The plump widow whose cries for love woke me
is no longer my neighbor.
I will invent things so not to get confused.
Count my steps,
or bite my lower lip delighting in the slight pain,
or keep my fingers busy with tearing a whole packet
of paper tissues.
I will not try short cuts
to avoid the pain.
I will not stop myself from loitering
as I train my teeth to chew on hate
that leaps from within.
And to forgive
the cold hands that pushed me toward it,
I will remember
that I did not smudge the bathroom’s whiteness
with my own darkness.
No doubt, things elude me.
The wall itself did not enter my dreams.
I did not imagine a color of paint
to match the scene’s tragic lighting.
This house was my home for years.
It wasn’t a student hostel
where I would leave an evening gown
on a nail behind the door
or paste old pictures with temporary glue.
The romantic sentences
I extracted from Love in the Time of Cholera
must be jumbled up now
making an altogether comic text.
Translated by: Khaled Mattawa
Iman Mersal was born in 1966 in a small village in Egypt in the Delta. A graduate of Mansura University, she was co-editor from 1985 to 1988 of the independent feminist magazine, Bint al-Ard (Daughter of the Earth). Following her first book of poetry, a collection of measured verse, she switched to the avant-garde genre called qasidat al-nathr (prose poem), aligning herself with the "new generation" of poets who found the genre more suitable for describing the details of daily life. Her second book, A Dark Passageway is Suitable for Learning to Dance, was selected as the best book of poetry in 1995 by polls conducted by a number of Egyptian magazines and newspapers. She currently teaches Arabic language and literature at the University of Alberta in Edmonton. A collection of her poems is forthcoming from Sheepmeadow Press in 2008.

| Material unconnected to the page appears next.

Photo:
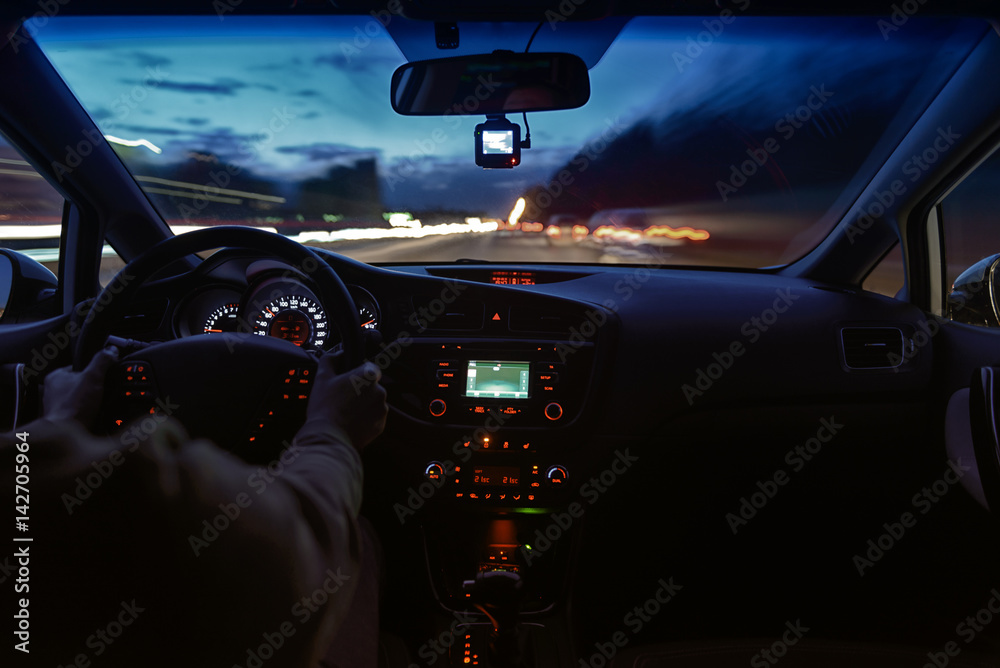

On a more personal note, I was fortunate to be part of a wonderful writing group of which Iman was also a member. Whenever she brought poems in translation to the group they took my breath quite away. She has agreed to do an interview with me for this space so look for that posting in the near future. In the meantime, I'd like to direct you to a couple of places online where you can read about her and also read her work: Words Without Borders has a decent selection of poems in translation, Arab World Books has an in-depth biography, and Poetry International Web has posted a series of diaries that poets kept during the Poetry International Festival in Rotterdam, The Netherlands, in 2003. Her thoughts on giving a poetry reading strike me as quite unique, and as in all the works I've read by Iman, there is a fearless streak that runs throughout.